New Zealand approves military vehicle projects

03 July 2019

New Zealand plans to procure the Polaris MRZR (the optionally manned version of which is pictured above) to fulfil a requirement for high-mobility utility light vehicles. Source: Polaris Government and Defense

The New Zealand government has announced plans to procure high-mobility utility light vehicles and "protected vehicle mediums".

Defence Minister Ron Mark announced in late June that the cabinet had approved the acquisition of the utility light vehicles and to negotiate the purchase of up to 43 protected vehicle mediums. The two projects form an initial part of a wider Protected Mobility programme, which is worth up to NZD600 million (USD400 million).

Mark said that NZD18.6 million has been allocated to procure the utility light vehicles and to undertake trials and risk reduction work in support of other related procurements under the Protected Mobility programme.

Mark confirmed that for the utility light vehicle requirement the government is considering the acquisition of the MRZR produced by US company Polaris Government and Defense. The commercial "all-terrain" version of this vehicle is in "widespread use" across New Zealand, he said.

"The MRZR will replace current quad bikes and other small vehicles and provide improved mobility, safety, and versatility to our rapidly deployable mobile forces," said Mark.

Mark also indicated that the Bushmaster 4×4 protected mobility platform, produced by Thales Australia, is likely to fulfil the requirement for protected vehicle mediums.

"For this project [the New Zealand Ministry of Defence] is working with the Australian Defence Force and related suppliers to examine whether further co-operation on this class of vehicle is the best way forward for New Zealand," said Mark. "I will bring a firm proposal to [the] cabinet next year."

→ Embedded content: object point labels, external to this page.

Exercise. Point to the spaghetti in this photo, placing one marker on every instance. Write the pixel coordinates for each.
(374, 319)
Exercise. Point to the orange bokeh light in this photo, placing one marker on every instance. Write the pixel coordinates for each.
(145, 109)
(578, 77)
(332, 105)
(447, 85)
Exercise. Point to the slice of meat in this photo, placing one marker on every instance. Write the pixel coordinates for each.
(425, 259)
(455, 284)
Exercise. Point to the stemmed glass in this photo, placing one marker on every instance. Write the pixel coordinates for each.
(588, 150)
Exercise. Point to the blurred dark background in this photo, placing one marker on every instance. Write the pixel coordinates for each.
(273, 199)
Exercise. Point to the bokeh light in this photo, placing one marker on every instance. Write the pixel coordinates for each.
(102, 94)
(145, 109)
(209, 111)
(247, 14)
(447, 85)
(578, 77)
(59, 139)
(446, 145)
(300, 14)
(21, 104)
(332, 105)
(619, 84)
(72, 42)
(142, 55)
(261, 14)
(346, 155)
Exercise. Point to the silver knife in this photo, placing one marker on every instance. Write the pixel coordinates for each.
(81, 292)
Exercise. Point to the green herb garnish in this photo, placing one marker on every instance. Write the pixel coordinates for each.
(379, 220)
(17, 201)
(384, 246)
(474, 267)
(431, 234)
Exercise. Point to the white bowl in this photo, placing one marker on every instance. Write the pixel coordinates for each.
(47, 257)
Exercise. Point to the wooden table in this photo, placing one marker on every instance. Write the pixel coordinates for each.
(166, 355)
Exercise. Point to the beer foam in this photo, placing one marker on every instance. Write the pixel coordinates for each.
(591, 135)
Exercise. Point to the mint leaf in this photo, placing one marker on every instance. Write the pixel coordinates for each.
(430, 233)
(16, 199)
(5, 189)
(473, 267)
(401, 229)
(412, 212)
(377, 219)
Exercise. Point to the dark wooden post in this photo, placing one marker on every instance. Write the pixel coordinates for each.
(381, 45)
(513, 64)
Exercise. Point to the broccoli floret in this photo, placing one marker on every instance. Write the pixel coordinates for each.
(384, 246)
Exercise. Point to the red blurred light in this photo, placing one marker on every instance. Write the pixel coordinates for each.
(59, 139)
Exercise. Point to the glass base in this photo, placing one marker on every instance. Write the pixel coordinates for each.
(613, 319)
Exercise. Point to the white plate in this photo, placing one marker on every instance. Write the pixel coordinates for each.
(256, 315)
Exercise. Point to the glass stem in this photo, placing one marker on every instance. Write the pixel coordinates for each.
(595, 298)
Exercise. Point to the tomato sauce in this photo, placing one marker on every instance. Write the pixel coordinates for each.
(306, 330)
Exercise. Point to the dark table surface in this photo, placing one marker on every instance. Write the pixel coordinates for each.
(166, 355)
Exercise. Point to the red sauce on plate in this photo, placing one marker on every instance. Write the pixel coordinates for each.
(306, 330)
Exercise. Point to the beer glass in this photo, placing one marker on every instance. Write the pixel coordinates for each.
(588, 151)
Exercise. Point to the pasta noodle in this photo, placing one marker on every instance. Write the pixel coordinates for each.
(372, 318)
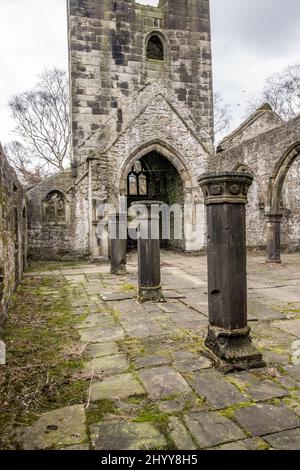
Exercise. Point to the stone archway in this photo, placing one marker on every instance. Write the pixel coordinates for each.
(171, 161)
(255, 220)
(167, 151)
(275, 213)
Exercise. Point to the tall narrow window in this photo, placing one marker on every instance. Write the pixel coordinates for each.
(55, 209)
(155, 48)
(137, 181)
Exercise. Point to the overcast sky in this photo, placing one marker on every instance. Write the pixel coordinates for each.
(251, 40)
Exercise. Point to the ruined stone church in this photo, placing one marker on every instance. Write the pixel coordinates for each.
(142, 126)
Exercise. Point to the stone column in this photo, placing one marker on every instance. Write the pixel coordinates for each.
(228, 337)
(149, 250)
(118, 244)
(273, 238)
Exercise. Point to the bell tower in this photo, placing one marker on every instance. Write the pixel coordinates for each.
(119, 47)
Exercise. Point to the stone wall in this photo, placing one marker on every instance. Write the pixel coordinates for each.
(51, 209)
(266, 155)
(125, 104)
(13, 234)
(109, 67)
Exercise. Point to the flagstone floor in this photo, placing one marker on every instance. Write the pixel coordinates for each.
(146, 370)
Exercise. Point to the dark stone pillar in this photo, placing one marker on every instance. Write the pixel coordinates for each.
(149, 250)
(118, 244)
(273, 238)
(228, 333)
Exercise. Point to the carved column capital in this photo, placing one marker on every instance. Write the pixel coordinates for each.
(228, 187)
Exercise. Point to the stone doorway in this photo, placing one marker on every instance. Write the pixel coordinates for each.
(154, 177)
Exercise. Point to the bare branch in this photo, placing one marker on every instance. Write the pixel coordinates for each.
(42, 121)
(223, 117)
(282, 92)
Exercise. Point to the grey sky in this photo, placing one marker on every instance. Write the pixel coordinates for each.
(251, 40)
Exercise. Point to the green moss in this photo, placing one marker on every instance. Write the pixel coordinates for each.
(126, 287)
(263, 446)
(41, 266)
(151, 414)
(42, 353)
(133, 347)
(241, 386)
(230, 411)
(97, 411)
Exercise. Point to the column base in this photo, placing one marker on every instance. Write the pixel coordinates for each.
(119, 270)
(150, 294)
(232, 350)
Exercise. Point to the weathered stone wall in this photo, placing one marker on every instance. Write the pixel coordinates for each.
(109, 68)
(51, 231)
(122, 102)
(13, 236)
(264, 156)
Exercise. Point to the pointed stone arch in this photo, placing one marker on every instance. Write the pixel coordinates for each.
(279, 174)
(167, 151)
(275, 213)
(244, 167)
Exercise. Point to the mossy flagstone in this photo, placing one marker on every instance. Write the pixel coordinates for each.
(211, 429)
(101, 334)
(59, 428)
(180, 435)
(102, 349)
(265, 419)
(162, 382)
(107, 365)
(120, 435)
(116, 387)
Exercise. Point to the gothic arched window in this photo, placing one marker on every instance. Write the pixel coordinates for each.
(137, 181)
(155, 48)
(55, 209)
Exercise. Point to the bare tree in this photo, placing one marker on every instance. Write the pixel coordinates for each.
(29, 171)
(42, 124)
(282, 92)
(222, 116)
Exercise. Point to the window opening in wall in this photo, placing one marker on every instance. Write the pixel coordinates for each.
(55, 208)
(155, 48)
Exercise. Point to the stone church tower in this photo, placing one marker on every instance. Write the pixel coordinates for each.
(142, 120)
(141, 87)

He added that the protected vehicle mediums project is intended to provide the New Zealand Army with similar levels of capability and protection to the Bushmasters operated by the New Zealand Defence Force (NZDF) Special Forces, of which there are believed to be five. Vehicles procured through the project will undertake roles including troop transport, command and communications, and casualty evacuation, said Mark.